ClawCop runs as a dedicated system user called mallcop. It has read-only access to OpenClaw's skill directory, configuration files, and gateway settings. It cannot modify anything OpenClaw manages, and OpenClaw cannot modify anything mallcop manages. The two users do not share file permissions.

Findings are written to a separate directory owned by mallcop and pushed to a private GitHub repo you control. If OpenClaw were compromised, it could not tamper with or suppress mallcop's findings.

mallcop user

Reads OpenClaw's skill directory and config. Writes to its own findings directory. No shell. No sudo.

openclaw user

Runs the AI agent. Cannot read mallcop's findings directory. No access to mallcop config or credentials.

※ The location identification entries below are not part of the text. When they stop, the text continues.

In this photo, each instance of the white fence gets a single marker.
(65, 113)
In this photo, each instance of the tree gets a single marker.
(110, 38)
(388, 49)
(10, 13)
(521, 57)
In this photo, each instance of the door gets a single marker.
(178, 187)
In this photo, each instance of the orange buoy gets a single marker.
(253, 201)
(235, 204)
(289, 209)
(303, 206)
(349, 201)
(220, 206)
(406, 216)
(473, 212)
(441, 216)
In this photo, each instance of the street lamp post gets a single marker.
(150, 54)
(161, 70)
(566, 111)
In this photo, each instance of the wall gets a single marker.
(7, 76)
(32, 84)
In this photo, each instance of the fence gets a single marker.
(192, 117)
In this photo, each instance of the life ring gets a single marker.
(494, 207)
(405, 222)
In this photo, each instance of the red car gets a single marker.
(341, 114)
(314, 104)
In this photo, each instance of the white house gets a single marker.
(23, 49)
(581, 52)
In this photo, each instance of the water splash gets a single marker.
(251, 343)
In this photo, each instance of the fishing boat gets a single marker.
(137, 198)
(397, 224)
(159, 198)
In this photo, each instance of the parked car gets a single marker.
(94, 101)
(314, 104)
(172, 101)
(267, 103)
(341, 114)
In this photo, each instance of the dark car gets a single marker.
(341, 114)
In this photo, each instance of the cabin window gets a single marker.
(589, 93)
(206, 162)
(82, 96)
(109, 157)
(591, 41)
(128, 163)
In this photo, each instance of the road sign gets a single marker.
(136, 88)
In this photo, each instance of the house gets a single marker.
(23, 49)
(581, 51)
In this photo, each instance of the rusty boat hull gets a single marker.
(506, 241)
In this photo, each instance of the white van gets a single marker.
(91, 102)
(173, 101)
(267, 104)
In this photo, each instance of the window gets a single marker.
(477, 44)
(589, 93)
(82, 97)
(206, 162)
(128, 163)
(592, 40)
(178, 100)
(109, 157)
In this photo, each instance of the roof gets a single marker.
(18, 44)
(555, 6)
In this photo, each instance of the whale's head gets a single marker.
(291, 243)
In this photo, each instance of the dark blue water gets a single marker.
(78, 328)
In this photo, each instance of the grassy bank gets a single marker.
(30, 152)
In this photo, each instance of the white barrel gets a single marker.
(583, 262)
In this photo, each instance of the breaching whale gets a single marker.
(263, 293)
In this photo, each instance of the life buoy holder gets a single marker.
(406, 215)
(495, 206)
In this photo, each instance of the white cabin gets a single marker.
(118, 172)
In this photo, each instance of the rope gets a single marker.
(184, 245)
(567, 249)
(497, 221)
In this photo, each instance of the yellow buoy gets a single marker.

Separation enforced by the OS

Standard Unix file permissions. No special framework required. Audit with ls -la.

What ClawCop watches

Two things: skills and config. Everything else is out of scope.

Skills
Every installed skill has a manifest that declares what it does and what permissions it needs. ClawCop checks that the actual skill files match the manifest on every patrol. A skill that modified itself after installation does not match.
Configuration
OpenClaw's gateway config controls which external services the agent can reach and what permissions it has. ClawCop takes a snapshot at install time and flags any change that wasn't made through the normal config update path.

What ClawCop catches

Malicious skills
Skills that match known malicious patterns in their code, or that request permissions their manifest does not declare. Both are findings. A skill that asks for file system access when its manifest says "read-only calendar integration" is a problem.
malicious-skill
Config drift
Gateway configuration that changed since the last verified state. Could be a legitimate update you made. Could be a skill that modified its own permissions. ClawCop flags the diff and you decide.
openclaw-config-drift
Skill tampering
A skill that changed its own files after installation. Legitimate skills do not self-modify. If a skill's checksum differs from when it was installed, that is the finding.
malicious-skill

The three boundary checks

On every patrol, ClawCop runs three checks in order.

1. Manifest match

Each skill has a manifest.yaml that declares its permissions and the hash of its code files. ClawCop recomputes the hash and compares. A mismatch is a finding.

2. Permission boundary

ClawCop checks the permissions the skill is actually using against the permissions declared in its manifest. A skill exercising permissions it did not declare is a finding regardless of whether the code changed.

3. Gateway config

Compares the current gateway configuration against the last verified snapshot. Any change triggers a finding. You acknowledge expected changes with mallcop ack, which updates the snapshot.